Methylation clocks for evaluation of anti-aging interventions.

Methylation clocks have found their way into the community of aging research as a way to test anti-aging interventions without having to wait for mortality statistics. But methylation is a primary means of epigenetic control, and presumably has evolved under strong selection. Hence, if methylation patterns change consistently at late ages it must mean one of two things. Either (1) the body is evolved to destroy itself (with inflammation, autoimmunity, etc.), and the observed methylation changes are a means to this end; or (2) the body detects accumulated damage, and is ramping up repair mechanisms in a campaign to rescue itself. My thesis herein is that both Type 1 and Type 2 changes are occurring, but that only Type 1 changes are useful in constructing methylation clocks to evaluate anti-aging interventions. This is because a therapy that sets back Type 1 changes to an earlier age state has stopped the body from destroying itself; but a therapy that sets back Type 2 changes has stopped the body from repairing itself.

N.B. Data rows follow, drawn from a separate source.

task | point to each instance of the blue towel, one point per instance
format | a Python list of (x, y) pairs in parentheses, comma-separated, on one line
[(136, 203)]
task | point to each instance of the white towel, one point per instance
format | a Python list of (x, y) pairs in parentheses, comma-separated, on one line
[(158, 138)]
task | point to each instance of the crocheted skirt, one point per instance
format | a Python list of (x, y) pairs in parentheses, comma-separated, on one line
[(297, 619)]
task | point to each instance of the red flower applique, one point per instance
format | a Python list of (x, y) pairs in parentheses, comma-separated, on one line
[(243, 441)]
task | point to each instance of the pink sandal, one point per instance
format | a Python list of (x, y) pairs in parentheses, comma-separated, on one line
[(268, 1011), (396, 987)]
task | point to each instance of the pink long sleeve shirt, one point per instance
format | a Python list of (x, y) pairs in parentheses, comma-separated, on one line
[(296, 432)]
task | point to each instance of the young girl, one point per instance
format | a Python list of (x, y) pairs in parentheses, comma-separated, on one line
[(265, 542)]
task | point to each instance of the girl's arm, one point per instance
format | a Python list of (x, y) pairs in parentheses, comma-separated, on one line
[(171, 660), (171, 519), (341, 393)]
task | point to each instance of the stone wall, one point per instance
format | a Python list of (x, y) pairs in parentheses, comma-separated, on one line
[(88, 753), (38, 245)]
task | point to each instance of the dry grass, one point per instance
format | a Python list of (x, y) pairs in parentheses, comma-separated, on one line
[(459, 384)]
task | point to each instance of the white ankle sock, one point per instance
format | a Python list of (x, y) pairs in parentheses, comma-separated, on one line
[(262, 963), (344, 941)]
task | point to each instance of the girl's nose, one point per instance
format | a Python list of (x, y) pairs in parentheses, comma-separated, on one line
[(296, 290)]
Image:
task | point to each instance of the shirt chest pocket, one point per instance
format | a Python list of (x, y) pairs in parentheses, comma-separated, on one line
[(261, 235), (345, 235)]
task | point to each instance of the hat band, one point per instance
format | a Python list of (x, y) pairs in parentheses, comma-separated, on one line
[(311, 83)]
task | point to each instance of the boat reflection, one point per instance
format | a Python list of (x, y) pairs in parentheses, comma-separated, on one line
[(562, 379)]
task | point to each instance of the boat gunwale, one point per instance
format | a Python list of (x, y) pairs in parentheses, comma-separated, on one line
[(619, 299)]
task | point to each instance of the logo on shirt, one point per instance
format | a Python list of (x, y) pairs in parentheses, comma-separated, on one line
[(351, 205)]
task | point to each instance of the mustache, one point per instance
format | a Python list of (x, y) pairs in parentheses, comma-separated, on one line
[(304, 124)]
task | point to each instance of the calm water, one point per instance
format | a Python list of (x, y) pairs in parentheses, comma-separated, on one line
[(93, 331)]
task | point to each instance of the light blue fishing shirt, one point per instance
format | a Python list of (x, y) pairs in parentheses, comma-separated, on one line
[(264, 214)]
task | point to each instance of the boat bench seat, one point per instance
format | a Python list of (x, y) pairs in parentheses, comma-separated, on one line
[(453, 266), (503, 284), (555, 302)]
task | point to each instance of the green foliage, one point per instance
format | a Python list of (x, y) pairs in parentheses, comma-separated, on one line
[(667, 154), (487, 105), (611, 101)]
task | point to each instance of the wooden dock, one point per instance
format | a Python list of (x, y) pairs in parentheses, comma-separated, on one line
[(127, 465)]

Thus, a major challenge before the community of epigenetic clock developers is to distinguish Type 2 from Type 1. The existence of Type 1 epigenetic changes is in conflict with conventional Darwinian thinking, and this has prompted some researchers to explore the possibility that Type 1 changes might be a form of stochastic epigenetic drift. I argue herein that what seems like directed epigenetic change really is directed epigenetic change. Of five recent articles on "stochastic methylation clocks," only one (from the Conboy lab) is based on truly stochastic changes. Using the Conboy methodology and a methylation database, I construct a measure of true methylation drift, and show that its correlation with age is too low to be useful.